Legenda para um outono triste

Pelo padre José Júlio Rocha.

A que cheira o outono? Talvez a terra molhada, à caruma dos pinheiros no chão, às folhas lentas e desbotadas que se desprendem, dolentes, das árvores que lhes deram vida. Ao vento húmido do nordeste, que se apega aos vidros das janelas cortinadas. Ainda há seis meses cheirávamos a fragrância da faia do norte, que anunciava o renascer do ciclo da vida. Agora cheiramos a natureza, lenta e pacientemente, a morrer. A morte tem uma cor desbotada, amarelo-pálida, castanho-clara.
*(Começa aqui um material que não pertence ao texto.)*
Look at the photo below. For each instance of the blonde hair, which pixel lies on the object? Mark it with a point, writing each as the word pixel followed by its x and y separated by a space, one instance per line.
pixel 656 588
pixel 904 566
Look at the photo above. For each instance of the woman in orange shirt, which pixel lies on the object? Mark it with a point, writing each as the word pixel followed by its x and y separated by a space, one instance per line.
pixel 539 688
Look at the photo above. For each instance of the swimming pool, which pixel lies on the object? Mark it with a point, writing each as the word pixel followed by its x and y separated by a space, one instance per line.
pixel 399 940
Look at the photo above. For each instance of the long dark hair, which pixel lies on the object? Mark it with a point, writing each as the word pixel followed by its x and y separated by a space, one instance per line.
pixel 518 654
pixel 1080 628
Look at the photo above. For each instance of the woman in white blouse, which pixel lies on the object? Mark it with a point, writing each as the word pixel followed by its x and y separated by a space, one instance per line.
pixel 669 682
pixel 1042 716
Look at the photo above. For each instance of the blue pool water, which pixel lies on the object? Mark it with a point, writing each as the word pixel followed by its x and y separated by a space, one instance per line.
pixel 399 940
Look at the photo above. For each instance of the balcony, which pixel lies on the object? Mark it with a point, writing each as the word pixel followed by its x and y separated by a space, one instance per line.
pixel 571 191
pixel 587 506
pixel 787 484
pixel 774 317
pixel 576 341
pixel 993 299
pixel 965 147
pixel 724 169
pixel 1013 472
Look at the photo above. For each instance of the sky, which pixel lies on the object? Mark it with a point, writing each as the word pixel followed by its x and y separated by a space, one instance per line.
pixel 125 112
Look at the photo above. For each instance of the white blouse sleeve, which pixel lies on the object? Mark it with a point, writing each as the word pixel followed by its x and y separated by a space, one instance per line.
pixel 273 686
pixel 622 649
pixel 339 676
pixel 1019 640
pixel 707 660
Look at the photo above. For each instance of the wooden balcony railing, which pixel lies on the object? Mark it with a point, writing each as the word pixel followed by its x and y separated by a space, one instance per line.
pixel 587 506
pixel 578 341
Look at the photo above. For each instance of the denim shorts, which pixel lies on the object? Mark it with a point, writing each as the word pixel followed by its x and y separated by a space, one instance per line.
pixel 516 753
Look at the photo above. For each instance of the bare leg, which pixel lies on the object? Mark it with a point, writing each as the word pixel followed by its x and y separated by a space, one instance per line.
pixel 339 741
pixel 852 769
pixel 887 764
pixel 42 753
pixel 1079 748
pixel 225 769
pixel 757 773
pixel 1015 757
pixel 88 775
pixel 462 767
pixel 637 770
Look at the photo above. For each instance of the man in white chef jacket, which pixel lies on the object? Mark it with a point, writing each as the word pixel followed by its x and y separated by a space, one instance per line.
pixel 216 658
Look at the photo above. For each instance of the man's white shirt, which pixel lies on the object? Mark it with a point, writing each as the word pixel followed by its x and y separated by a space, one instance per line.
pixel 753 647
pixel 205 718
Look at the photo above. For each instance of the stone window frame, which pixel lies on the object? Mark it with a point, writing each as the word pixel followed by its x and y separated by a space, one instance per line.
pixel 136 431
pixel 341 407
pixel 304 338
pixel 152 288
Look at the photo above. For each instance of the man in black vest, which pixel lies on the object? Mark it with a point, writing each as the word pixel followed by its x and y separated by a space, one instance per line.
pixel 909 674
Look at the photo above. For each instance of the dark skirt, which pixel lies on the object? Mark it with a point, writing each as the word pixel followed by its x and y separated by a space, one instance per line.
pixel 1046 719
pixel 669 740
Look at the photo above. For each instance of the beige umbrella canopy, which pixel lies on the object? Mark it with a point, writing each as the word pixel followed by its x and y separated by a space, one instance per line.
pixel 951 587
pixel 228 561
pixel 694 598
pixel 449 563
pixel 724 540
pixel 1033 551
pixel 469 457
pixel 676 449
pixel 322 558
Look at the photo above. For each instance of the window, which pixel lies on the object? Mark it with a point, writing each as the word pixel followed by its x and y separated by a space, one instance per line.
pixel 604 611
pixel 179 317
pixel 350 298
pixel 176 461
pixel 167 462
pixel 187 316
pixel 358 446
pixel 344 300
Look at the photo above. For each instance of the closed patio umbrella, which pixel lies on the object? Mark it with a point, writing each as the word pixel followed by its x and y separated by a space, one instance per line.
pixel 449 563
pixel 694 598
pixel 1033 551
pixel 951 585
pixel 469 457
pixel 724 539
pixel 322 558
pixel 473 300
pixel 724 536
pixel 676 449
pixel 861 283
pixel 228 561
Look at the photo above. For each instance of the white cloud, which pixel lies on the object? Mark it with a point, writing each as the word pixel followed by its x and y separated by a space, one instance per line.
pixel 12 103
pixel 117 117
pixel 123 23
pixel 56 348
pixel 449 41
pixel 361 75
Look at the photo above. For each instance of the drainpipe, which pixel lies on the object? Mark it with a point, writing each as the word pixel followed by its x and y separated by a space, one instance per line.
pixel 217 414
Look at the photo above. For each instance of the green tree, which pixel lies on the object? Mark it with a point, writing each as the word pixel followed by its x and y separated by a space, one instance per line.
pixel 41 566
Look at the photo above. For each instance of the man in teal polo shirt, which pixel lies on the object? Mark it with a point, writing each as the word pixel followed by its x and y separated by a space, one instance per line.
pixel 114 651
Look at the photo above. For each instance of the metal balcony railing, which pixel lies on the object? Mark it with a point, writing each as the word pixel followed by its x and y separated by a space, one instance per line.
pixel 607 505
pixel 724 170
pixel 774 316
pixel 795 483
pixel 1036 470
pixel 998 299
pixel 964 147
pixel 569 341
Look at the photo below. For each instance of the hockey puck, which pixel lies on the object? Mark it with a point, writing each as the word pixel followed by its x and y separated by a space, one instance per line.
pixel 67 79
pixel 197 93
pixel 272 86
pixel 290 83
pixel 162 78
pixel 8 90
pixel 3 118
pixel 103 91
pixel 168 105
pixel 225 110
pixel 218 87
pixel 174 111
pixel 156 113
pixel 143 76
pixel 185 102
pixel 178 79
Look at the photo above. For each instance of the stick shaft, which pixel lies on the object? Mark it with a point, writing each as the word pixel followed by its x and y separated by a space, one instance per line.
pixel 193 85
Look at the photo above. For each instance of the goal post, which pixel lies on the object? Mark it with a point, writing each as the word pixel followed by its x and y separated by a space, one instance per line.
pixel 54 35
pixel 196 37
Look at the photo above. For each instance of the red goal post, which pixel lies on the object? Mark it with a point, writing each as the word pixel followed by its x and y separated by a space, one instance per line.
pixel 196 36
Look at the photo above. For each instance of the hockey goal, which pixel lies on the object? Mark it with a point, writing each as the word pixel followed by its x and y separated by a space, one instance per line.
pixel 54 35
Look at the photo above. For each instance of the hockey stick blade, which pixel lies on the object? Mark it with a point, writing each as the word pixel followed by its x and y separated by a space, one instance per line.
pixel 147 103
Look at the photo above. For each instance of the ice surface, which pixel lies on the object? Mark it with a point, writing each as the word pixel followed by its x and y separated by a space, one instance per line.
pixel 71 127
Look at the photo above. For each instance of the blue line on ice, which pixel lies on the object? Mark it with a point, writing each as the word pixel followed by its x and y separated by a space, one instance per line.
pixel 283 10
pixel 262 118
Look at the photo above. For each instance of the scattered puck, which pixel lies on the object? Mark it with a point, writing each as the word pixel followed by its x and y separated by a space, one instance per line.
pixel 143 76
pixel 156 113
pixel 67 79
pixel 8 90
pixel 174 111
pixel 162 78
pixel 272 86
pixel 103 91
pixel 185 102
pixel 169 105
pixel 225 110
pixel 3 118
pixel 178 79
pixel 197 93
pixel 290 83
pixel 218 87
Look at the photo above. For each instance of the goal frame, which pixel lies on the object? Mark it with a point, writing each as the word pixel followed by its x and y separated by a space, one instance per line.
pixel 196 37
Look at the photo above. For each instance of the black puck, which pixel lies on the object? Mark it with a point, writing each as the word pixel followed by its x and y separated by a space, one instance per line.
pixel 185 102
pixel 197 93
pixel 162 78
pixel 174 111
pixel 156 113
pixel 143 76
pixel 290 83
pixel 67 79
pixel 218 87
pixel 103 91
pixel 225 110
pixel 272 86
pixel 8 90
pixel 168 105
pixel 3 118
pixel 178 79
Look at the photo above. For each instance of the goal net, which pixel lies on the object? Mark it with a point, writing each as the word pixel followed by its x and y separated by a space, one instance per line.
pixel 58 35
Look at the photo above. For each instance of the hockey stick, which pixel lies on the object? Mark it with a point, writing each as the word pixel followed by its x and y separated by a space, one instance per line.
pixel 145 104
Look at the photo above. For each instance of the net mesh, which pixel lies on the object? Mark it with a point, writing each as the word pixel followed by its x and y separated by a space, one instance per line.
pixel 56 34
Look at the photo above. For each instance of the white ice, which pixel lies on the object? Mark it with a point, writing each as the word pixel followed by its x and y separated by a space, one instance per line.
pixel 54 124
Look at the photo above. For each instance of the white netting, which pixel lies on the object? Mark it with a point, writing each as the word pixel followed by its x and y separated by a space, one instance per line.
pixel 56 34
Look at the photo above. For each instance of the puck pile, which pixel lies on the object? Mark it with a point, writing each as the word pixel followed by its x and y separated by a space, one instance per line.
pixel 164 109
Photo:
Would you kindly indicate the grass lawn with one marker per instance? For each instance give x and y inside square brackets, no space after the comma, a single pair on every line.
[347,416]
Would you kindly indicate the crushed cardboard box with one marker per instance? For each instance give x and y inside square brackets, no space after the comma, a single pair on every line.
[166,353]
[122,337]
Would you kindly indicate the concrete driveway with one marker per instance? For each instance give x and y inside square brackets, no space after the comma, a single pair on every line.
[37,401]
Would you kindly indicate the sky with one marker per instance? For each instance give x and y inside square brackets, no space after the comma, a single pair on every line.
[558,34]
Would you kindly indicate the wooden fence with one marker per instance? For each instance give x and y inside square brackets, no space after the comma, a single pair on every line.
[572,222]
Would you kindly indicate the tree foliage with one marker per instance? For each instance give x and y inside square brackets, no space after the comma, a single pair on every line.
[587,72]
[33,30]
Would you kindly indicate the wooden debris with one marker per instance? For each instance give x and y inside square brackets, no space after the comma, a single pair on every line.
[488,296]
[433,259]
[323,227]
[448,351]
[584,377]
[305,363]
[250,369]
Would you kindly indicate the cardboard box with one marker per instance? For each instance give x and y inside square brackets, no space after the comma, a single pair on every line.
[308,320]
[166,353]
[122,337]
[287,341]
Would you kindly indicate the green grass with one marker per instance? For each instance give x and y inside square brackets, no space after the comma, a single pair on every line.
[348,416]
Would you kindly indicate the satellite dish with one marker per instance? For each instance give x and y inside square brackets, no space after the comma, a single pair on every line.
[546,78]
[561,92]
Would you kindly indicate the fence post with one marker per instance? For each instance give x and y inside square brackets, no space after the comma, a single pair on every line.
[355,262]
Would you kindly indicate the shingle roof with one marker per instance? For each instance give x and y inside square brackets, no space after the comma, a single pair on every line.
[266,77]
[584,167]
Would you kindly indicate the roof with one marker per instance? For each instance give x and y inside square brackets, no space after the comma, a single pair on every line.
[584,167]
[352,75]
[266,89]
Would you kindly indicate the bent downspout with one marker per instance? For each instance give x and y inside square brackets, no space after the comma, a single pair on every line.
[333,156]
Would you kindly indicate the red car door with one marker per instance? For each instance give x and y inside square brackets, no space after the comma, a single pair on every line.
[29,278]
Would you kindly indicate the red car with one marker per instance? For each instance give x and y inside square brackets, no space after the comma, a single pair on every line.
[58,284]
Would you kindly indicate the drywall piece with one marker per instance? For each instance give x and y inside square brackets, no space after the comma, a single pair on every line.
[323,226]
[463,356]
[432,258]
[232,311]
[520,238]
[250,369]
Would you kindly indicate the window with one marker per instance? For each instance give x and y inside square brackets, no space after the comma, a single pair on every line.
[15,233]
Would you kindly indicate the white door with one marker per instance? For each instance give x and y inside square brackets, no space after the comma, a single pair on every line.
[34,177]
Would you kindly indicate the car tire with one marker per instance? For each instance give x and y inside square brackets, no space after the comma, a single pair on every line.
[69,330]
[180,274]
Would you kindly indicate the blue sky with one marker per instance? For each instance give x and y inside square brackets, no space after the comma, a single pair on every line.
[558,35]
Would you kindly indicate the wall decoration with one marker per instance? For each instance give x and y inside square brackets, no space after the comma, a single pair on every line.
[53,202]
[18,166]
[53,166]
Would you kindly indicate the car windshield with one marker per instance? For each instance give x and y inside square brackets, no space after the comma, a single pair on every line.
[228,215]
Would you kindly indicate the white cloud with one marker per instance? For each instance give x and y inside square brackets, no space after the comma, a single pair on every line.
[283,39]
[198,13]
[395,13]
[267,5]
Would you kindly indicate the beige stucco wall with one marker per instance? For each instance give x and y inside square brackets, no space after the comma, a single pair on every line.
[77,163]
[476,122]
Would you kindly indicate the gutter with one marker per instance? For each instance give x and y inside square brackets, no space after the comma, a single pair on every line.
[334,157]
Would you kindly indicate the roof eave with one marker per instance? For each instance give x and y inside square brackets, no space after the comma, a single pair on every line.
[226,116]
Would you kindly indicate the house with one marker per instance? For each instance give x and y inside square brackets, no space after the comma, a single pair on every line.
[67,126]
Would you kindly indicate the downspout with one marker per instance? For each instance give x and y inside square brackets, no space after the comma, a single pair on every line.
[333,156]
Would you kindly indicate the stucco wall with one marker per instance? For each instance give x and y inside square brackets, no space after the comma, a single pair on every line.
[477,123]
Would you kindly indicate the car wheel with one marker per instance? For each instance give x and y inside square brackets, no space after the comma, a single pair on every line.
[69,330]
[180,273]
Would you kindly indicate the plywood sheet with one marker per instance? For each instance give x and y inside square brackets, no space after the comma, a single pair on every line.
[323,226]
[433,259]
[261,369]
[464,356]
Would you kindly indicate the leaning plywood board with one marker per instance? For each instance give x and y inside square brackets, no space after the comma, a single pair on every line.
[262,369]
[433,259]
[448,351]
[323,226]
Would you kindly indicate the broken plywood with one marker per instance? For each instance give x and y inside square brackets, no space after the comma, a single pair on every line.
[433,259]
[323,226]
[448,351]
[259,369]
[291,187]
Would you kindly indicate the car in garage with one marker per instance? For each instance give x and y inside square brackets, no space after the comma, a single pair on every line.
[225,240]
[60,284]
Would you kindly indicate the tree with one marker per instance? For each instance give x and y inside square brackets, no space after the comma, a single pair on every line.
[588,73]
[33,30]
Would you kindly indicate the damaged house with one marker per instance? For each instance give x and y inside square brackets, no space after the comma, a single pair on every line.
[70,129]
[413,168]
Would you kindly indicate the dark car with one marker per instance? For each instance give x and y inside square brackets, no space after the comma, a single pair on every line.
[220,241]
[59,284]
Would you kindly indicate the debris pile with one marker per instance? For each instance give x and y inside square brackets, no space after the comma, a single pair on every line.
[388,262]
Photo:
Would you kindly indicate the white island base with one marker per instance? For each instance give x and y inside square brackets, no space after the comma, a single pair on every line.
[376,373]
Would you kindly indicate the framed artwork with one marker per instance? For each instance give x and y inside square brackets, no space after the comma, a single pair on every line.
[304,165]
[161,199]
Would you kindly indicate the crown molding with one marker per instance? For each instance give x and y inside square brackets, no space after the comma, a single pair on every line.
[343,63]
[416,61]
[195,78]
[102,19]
A primeira vez que entristeci foi no outono. Eu e o meu irmão à janela mais alta da casa dos avós, no nosso quarto de cama, a olhar por entre os vidros, noite já adiantada, as árvores do mato da nossa infância, fustigadas por um violento ciclone. O bramido do vento, grave e vasto, parecia vir do fundo da terra. O movimento fantasmagórico das árvores, que dançavam altivas e se dobravam à violência das rajadas, o som cavo dos troncos a retorcer e dos ramos a partir. No outro dia fomos ao mato. Várias árvores tinham cedido ao tempo, caídas sobre outras ou prostradas em terra, ramos espalhados pelo chão, coberto de folhas e gravetos. Entristeci os olhos e as mãos.

Foi no outono que parti para a escola, primeira semana de outubro de 1975, calção azul, pasta castanho-clara na mão direita, um lápis e uma sebenta lá dentro. Saí de casa sozinho e percorri, sempre debaixo de um vento húmido, os quinhentos metros que separavam a casa paterna da escola de cima. Os outros alunos chegavam todos acompanhados pelas mães. Alguns choravam quando os pais iam embora, um gritou agarrado à saia da mãe e, naquele dia, não ficou na escola connosco. As meninas sentaram-se à frente, os rapazes atrás, fiquei na última fila. Era pequeno e via o mundo sempre com os olhos meio arregalados e as sobrancelhas levantadas em arco, a olhar o universo dentro da sala de aula e a ouvir as primeiras palavras simpáticas da professora Teresa. Foi ela que me ensinou a ler e essa dádiva é impagável. Ao terceiro dia já era vítima daquilo a que hoje chamam “bulling”. Os rapazes mais velhos, dos anos acima, chegavam, punham-me a mim e ao José Henrique em frente um do outro, no meio de uma roda de gente, e obrigavam-nos a lutar sob a ameaça de nos baterem. Fingíamos ferir-nos um ao outro enquanto os madraços tomavam partido. O José Henrique era o meu melhor amigo na escola e eu era obrigado a bater-lhe e a levar dele. Fomos sempre amigos mas tínhamos de lutar. Talvez tenha sido aí que aprendi as primeiras noções do absurdo de todas as guerras: soldados que não se odeiam mas têm que se matar enquanto os senhores da guerra se odeiam mas não se matam. Era outono.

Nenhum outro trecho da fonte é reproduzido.